When I finally talked to Ricky, it seemed as close as I was going to get to shaking Bobby Shatford's hand. Ricky was a fisherman, he was Bobby's older brother, and he'd wanted to kill me. Those are tough hurdles to clear. One summer night in a Gloucester bar, though, we got to talking, and he told me what it was like to lose his younger brother. To me, Ricky had always been the scary older brother who careened around town looking for trouble; now here he was, telling me about the most painful thing in his life. It wasn't an easy thing to listen to.

"When we were kids we were a real close family," says Ricky. "Me and Bobby and Rusty slept in the same bed together. Bobby worked down at the wharf, Bob Brown built the Miss Penny and Looper was running it and I remember one time we were down at Rosie's doing the last-minute preparations and on the way out I yelled to Bobby on the State Fish Pier, HEY BRO! That trip we hit one of the first storms I ever encountered in my life, it was '83 and we were crazy, it was December on the southeast part of Georges and the water was still warm, the Rush was right next to us and they lost every window they had. We gave them our loran to get back home."

A few years later Ricky went down to Florida to run a shark-fishing boat—"I was a highliner back then," he says, "I was damn pretty good with shark." When Bobby and his wife split up, Ricky invited him down to Florida to fish and got him a job on another boat. At one point the captain didn't show up for a trip, so the owner handed the boat over to Bobby. Ricky and Bobby fished side by side for a while, making a lot of money, and then Bobby ran into his own trouble and wound up back in Gloucester. "I always thought it was safer to go fishing on the Grand Banks for thirty days than stay on land for thirty days," says Ricky. "Bobby and I had some brawls down in Florida, just me against him. We had a club and Bobby and I just destroyed the place—tables, chairs, people."

From Florida Ricky went on to Hawaii. There was a lot of swordfishing in the Pacific, and Ricky was given a state-of-the-art ninety-foot boat and two salaried Filipino crew. In September, 1991, he called up the Crow's Nest and asked to speak to Bobby. Bro, he said, I got this big beautiful boat, why don't you come out and fish with me?

The owner had even offered to pay Bobby's plane ticket. Bobby declined. "He said he was really in love with this chick," says Ricky. "So I said, 'Alright, I love you, bro,' and he said, 'I love you too.' And that was the last thing we said to each other."
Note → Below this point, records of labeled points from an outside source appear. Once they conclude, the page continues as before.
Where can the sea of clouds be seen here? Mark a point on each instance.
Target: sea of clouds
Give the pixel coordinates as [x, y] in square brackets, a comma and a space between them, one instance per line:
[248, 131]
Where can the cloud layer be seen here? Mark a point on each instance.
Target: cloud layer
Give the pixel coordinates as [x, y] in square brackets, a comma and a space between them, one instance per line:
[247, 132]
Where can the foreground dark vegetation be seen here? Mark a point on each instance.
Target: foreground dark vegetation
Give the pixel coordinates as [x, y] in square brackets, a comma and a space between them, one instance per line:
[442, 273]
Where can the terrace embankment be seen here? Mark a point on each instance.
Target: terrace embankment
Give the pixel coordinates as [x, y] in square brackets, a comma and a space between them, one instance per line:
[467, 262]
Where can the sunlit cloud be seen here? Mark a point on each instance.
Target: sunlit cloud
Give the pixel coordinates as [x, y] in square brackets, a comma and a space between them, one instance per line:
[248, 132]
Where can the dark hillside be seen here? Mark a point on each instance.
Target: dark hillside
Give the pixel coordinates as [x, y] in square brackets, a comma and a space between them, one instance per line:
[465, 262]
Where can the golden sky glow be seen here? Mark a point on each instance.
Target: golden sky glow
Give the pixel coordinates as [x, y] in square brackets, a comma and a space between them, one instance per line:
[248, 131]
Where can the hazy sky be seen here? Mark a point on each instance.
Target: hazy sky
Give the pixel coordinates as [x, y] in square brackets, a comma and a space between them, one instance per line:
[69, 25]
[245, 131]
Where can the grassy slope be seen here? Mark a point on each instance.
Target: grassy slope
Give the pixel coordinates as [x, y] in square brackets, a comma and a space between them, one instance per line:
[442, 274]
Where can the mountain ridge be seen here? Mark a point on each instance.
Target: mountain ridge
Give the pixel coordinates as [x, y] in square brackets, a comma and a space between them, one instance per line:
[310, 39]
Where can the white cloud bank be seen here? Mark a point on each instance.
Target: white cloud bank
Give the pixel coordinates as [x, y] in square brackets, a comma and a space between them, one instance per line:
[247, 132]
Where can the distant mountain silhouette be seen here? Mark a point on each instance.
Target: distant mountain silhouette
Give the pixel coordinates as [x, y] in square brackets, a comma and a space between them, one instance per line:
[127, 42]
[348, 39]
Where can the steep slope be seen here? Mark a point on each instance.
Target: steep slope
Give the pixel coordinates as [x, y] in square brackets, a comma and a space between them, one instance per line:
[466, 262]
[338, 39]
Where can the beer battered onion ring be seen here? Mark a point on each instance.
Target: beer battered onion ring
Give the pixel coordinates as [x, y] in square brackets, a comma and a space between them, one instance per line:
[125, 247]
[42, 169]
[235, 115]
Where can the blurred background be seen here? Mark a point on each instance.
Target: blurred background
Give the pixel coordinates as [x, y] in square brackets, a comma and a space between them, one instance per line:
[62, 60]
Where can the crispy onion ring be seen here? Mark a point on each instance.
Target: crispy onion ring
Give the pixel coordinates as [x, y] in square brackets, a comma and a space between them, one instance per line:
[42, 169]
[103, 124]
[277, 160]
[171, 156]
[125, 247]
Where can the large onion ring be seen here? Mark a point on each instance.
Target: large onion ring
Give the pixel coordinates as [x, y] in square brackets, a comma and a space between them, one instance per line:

A month later Ricky got the news. He was two days out of Hawaii with all his gear in the water, and he called up the High Seas operator to make contact by satellite phone with the boat's owner, who was fishing off Samoa. The operator told Ricky there was "stand-by traffic" for him—a call waiting to be patched through—and then she connected Ricky to his boss. The boss said that Bob Brown had been leaving messages on his assistant's answering machine in California. Uh-oh, Ricky thought, stand-by traffic, a message from Bob Brown . . . something's happened to Bobby.

Sure enough, the stand-by call was from his sister, Mary Anne. Ricky, I love you, she started off, and then she said that Bobby's boat was missing. "I just figured they were gone," says Ricky. "So I went outside and told my crew, I

said, 'My brother's boat is missing and I think we're just gonna haul the line and go in.' I hauled with tears in my eyes, I was bullshit with God for something like that happening. We got in and got drunk and then I just flew home."

At the memorial service Ricky saw people he hadn't seen in twenty years—friends from grade school, old fishing buddies, mothers from the neighborhood. He stayed in Gloucester a couple of weeks and then went right back out to Hawaii, knocking two windows out of the wheelhouse during a storm on the first trip out. All he could think about was how his mother would feel if she lost two sons instead of just one, and he decided to cut down on his risks. He would go to the Grand Banks no later than October, and even October would be subject to Ethel's approval. "You'll have a choice in the matter," he told her. Still, risk was a difficult thing to avoid, and he even found himself seeking it from time to time. After a few more years in Hawaii he moved back to Gloucester with his wife and started fishing with a man whose father had been lost at sea. The two of them, he said, did crazy things on the boat, fishing late in the season through really severe weather.